Vansh Langer, the CEO of the company, started BBy when he was a medical intern at his hospital’s NICU.
“If you think of the last 70 years of hospital innovation, everything has changed in the hospital except for the way we store breast milk,” Langer said. “Why is that?”
Powdered breast milk is reaching the masses
Last month, I watched a Houston-based powdered breast milk startup called Milkify on Shark Tank.
The company demoed its milk-powdering service it claims preserves the nutrients in the milk while keeping it shelf stable for three years. After battling it out with the Sharks, Milkify’s founding couple walked away with a deal with Lori Greiner of QVC fame and actress Gwyneth Paltrow (the product samples touched by Mark Cuban and Barbara Corcoran did not contain real breast milk, fyi).
While this was my introduction to breast milk as a commodity, startups like BBy have been around for a minute.
However, BBy works differently. The company uses a proprietary laser technology and algorithm to spray dry breast milk, much like how Frito-Lay creates its shelf-stable, sterilized cheese powder to dust over Cheetos. But instead of sterilizing the breast milk, BBy’s algorithm keeps the product within a temperature zone to preserve the bioavailability of nutrients.
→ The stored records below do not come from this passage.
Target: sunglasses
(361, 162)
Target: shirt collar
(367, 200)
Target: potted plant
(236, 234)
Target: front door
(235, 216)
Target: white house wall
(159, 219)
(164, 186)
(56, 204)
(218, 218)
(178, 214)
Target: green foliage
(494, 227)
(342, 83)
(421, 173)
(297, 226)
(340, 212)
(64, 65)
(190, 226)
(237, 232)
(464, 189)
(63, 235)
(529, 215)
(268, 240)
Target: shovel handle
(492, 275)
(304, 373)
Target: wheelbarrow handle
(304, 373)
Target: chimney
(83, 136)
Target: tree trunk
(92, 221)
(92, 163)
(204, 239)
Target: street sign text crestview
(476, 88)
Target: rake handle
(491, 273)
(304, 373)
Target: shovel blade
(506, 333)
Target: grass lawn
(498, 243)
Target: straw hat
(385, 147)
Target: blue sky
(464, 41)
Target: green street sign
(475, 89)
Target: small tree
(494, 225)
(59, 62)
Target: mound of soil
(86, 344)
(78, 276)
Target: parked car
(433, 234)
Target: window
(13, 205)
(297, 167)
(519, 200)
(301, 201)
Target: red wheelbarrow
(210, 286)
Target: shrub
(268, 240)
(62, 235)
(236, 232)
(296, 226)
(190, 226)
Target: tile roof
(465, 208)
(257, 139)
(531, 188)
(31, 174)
BBy also currently only works with hospitals, while several other startups primarily cater to consumers. Milkify, for instance, sends parents an at-home kit that comes with a pharma-grade insulated cooler. Processing around five weeks worth of breast milk costs around $475, or $1.60 per ounce. According to the company, some of its customers were able to get their employers to pay for the service.
Between breast milk and formula
Freeze drying is a good option for preserving nutrients, but can diminish breast milk yield by 20% to 30% if it is done in bulk and the temperature conditions aren’t regulated. Freeze drying is often used by direct-to-consumer startups, but can be an expensive endeavor for hospitals. To be clear: freeze drying isn’t bad, it’s just better in certain circumstances.
“No [parent] is going to come to you with a couple thousand ounces of milk at a time,” Langer said. “And if they do, I mean, they are super rich and that’s very rare.”
But the process can be cheaper if more people use that service. BBy itself is working on a self-service kiosk that sits inside hospitals that parents can use to condense their own breast milk.
Powdered breast milk has its promises. The process of shipping and storing liquid breast milk is expensive — it needs to be shipped quickly and in a cold environment. It’s bulky and needs to be stored in freezers. There’s a labor cost here too: Nurses have to spend valuable time babysitting bags of defrosted milk for infants to make sure they don’t curdle.
“Labor hours are completely wasted every day, highly skilled labor that’s essentially watching a water bath to make sure that the milk doesn’t curdle,” Langer said.